Quantitative Determination of the Effective Mn(4+) Concentration in a Li(2)TiO(3):Mn(4+) Phosphor and Its Effect on the Photoluminescence Efficiency of Deep Red Emission

[Image: see text] Obtaining highly efficient photoluminescence with Mn(4+)-activated phosphors, which have been extensively studied in diverse lighting devices, requires the precise control of the manganese valence states. However, this control is difficult to achieve because manganese ions can have various valence states ranging from divalent to heptavalent. Additionally, the concentrations of Mn ions in each valence state, especially the effective Mn(4+) concentration, have never been quantitatively determined in a phosphor crystal lattice. The relationship between the effective Mn(4+) concentration and the luminescence properties of Mn(4+)-activated phosphors is of current interest for improving the phosphor properties. In the present study, the effective Mn(4+) concentration in Li(2)TiO(3):Mn(4+) (LTO:Mn) phosphors prepared by the sol–gel method with heating at various temperatures was quantitatively analyzed by X-ray absorption near-edge spectroscopy.

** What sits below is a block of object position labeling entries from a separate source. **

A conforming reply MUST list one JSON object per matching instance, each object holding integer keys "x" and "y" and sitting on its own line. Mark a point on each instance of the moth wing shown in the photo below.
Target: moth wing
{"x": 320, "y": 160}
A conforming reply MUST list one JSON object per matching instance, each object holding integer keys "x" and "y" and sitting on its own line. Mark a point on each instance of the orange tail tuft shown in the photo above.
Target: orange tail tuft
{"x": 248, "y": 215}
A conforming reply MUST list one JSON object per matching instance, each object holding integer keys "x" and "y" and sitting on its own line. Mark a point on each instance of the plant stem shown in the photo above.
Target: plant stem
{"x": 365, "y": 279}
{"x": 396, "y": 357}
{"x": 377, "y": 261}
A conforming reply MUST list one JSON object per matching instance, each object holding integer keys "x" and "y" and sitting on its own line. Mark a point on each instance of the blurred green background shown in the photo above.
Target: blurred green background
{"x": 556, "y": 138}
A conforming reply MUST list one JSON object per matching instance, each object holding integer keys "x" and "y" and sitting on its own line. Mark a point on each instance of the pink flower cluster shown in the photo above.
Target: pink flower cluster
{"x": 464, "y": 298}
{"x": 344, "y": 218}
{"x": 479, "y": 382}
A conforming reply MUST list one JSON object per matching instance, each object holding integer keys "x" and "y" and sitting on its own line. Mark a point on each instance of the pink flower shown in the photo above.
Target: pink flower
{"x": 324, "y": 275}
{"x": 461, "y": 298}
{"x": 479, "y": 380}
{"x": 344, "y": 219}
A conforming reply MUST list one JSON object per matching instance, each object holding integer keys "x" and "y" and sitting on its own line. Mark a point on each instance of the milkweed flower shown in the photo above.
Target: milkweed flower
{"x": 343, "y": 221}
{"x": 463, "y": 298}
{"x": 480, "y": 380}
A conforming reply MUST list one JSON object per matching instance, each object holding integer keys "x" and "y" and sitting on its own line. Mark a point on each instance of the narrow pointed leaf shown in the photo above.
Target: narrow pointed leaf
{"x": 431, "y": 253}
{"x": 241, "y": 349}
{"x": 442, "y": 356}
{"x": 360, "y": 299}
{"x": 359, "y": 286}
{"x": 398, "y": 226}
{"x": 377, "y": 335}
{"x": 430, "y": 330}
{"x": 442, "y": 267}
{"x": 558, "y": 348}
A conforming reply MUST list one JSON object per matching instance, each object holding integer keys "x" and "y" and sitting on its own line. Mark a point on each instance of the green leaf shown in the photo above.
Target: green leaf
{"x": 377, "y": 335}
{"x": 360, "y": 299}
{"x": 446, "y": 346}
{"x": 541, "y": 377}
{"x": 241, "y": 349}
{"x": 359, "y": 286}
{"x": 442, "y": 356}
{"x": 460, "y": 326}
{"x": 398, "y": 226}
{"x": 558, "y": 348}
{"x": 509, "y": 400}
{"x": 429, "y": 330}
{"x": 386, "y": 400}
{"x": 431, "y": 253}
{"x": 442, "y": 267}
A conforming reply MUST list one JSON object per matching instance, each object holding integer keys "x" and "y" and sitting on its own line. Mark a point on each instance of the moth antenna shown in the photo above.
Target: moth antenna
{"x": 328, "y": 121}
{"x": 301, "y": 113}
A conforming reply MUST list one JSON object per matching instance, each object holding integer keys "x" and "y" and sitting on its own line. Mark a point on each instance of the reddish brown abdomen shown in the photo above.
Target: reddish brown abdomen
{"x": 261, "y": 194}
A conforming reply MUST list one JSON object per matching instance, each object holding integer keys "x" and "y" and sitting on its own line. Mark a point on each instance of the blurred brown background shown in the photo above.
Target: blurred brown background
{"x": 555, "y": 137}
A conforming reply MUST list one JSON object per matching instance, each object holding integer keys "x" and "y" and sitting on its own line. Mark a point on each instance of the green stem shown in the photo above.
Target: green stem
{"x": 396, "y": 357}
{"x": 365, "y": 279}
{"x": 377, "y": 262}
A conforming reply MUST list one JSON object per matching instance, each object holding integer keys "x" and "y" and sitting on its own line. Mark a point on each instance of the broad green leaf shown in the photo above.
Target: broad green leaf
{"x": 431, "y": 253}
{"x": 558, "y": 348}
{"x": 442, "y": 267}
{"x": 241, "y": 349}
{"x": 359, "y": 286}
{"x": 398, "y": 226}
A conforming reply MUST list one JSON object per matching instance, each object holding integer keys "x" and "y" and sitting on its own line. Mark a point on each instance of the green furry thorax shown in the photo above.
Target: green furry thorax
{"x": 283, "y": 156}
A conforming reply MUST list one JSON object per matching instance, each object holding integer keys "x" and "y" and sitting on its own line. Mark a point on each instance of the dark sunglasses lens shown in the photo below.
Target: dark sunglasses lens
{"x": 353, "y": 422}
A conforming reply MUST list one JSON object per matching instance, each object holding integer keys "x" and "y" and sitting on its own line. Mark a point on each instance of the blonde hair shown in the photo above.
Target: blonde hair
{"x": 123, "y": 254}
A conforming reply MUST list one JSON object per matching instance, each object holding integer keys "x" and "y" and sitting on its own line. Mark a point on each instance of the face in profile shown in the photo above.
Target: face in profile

Moreover, the effect of the existence of Mn(2+), Mn(3+), and Mn(4+) ions on the photoluminescence efficiency was investigated. The effective Mn(4+) concentration was found to be over 60% in all phosphor samples. The quantum efficiencies (QEs) of all LTO:Mn phosphors strongly depend on the effective Mn(4+) concentration. In particular, the LTO:Mn phosphor prepared by heating at 800 °C (LTO:Mn@800) contained the highest effective Mn(4+) concentration of 98.1% and exhibited the highest internal QE of 31.6%. The results of this work provide new and important insights for the development of Mn(4+)-activated phosphors with high efficiency.